Flathead are on all the beaches too, taking fish baits and plastics around the 10cm mark in baitfish patterns. If you’re lucky, you might score a school mulloway in the deeper gutters as well. At the end of the month on the big tides, big mulloway will be patrolling the beaches. Big fish come in every year around Christmas and this year should be the same. They’re often caught by the dedicated anglers who fish hard around early mornings.

Every year, a few fish fall for baits fished for other species in the middle of the day. If the angler stays connected, it’s usually a headline fish. Salmon are on all the beaches at one time or another grabbing pilchards and fish baits. A few better tailor are being taken just on dark on the northern beaches as well.

Offshore, it’s hot and cold this month. The current is holding us all to ransom with hot blue water one day full of life, and the next, freezing cold and void of any forms except barracouta and leatherjackets. If you find some good water out on the shelf, early indicators suggest you will, there are striped marlin, yellowfin tuna and solid mahimahi. The way the currents have been the last couple of years, anything is possible. Striped tuna are about from the 50 fathom mark to the shelf, but they’re just a shadow of the schools that used to swarm over the ocean at this time of the year, only a few short decades ago.

A few snapper have been taken in close, but they seem to be single resident fish. Most snapper have moved out to deeper water of 40-60m, so if the current is running, you’ll struggle a bit to get down to them. If there’s current then kings will be on the chew.

A few better fish are about the islands and the deeper rock ledges. A bit of current will get them going over the usual reefs they like to frequent. Many are just over legal length or just under, but next month should see them put on a bit of bulk and length. There’s plenty of bait about, so they’ll grow fast.

With all the bait about, salmon have been up on the surface and into them along with a few bonito, rat kings, trevally and a few barracouta when the water temperatures drop.
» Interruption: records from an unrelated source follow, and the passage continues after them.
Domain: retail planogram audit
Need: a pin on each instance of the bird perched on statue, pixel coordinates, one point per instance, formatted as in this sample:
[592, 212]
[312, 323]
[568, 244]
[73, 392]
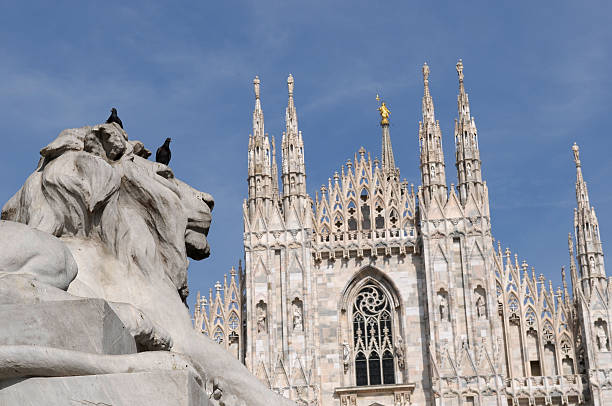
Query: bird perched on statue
[114, 118]
[163, 154]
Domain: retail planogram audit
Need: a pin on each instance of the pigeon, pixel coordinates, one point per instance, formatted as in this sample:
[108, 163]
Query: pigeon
[113, 118]
[163, 153]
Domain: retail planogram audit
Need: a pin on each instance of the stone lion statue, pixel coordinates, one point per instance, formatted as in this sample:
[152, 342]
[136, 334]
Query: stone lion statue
[97, 220]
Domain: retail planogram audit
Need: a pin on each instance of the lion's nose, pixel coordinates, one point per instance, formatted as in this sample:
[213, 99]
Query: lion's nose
[206, 198]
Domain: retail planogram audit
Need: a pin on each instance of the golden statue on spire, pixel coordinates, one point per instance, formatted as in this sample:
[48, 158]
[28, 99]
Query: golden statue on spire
[384, 112]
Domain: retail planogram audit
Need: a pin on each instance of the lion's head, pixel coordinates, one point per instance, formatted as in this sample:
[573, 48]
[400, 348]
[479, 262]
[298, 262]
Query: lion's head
[93, 183]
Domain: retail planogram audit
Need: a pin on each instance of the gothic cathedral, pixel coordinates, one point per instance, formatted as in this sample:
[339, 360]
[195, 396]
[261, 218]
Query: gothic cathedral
[377, 294]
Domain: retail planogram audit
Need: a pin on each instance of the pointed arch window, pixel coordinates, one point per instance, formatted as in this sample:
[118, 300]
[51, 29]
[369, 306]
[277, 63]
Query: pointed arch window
[373, 337]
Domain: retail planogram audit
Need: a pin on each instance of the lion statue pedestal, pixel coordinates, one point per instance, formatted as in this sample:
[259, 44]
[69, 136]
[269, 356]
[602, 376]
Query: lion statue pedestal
[93, 279]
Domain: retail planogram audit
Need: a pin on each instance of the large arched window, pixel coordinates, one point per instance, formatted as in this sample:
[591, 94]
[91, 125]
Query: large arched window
[372, 320]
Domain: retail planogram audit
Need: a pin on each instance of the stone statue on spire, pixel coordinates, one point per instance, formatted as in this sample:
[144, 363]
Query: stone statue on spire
[425, 72]
[460, 70]
[384, 112]
[256, 83]
[290, 84]
[576, 151]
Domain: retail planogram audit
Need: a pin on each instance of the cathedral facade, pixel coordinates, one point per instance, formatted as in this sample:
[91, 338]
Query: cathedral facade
[375, 293]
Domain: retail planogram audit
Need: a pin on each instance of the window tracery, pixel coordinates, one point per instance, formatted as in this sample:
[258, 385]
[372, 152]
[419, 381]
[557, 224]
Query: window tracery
[373, 337]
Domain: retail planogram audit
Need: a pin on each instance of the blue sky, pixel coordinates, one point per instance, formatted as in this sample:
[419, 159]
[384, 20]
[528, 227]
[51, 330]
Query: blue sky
[538, 76]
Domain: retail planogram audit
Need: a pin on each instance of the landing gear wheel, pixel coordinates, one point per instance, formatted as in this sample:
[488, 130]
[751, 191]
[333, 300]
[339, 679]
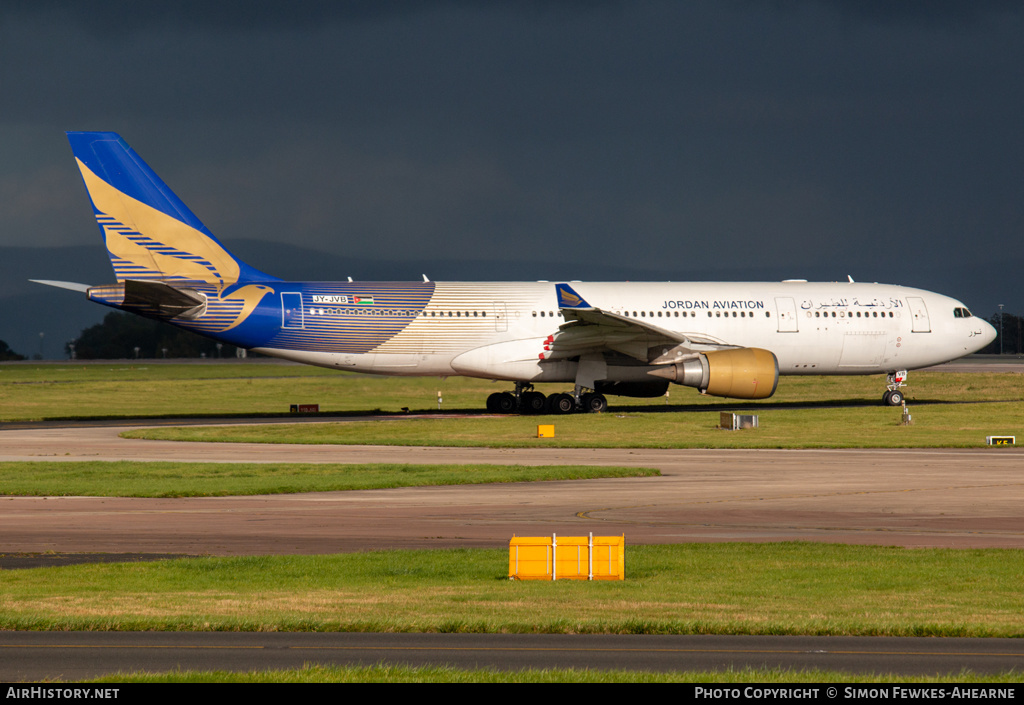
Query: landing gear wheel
[506, 403]
[561, 404]
[594, 404]
[534, 403]
[493, 403]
The frigate mackerel haven’t shown up yet, but they won’t be far away. As soon as the water temperature rises and stays constant, or gets even hotter, they’ll be here along with all the other northern pelagics.

Flathead are on the bite with the bottom bouncers scoring well so far – there are plenty of nice fish to 60cm. Leatherjackets have become a pest again, but they’re not everywhere just yet. There are a few nice mowies still hanging about over the gravel, but not too many snapper over the shallow reefs. A few pig fish, trevally and samsonfish are rounding out the bags. Next month will be even better. Merry Christmas.


This is about average for the kings at the moment, but there are some much bigger ones around too.


A few schools of striped tuna still move along the coast this month often in really close to shore.


A few bonito have started to show. They eat bait as well as lures.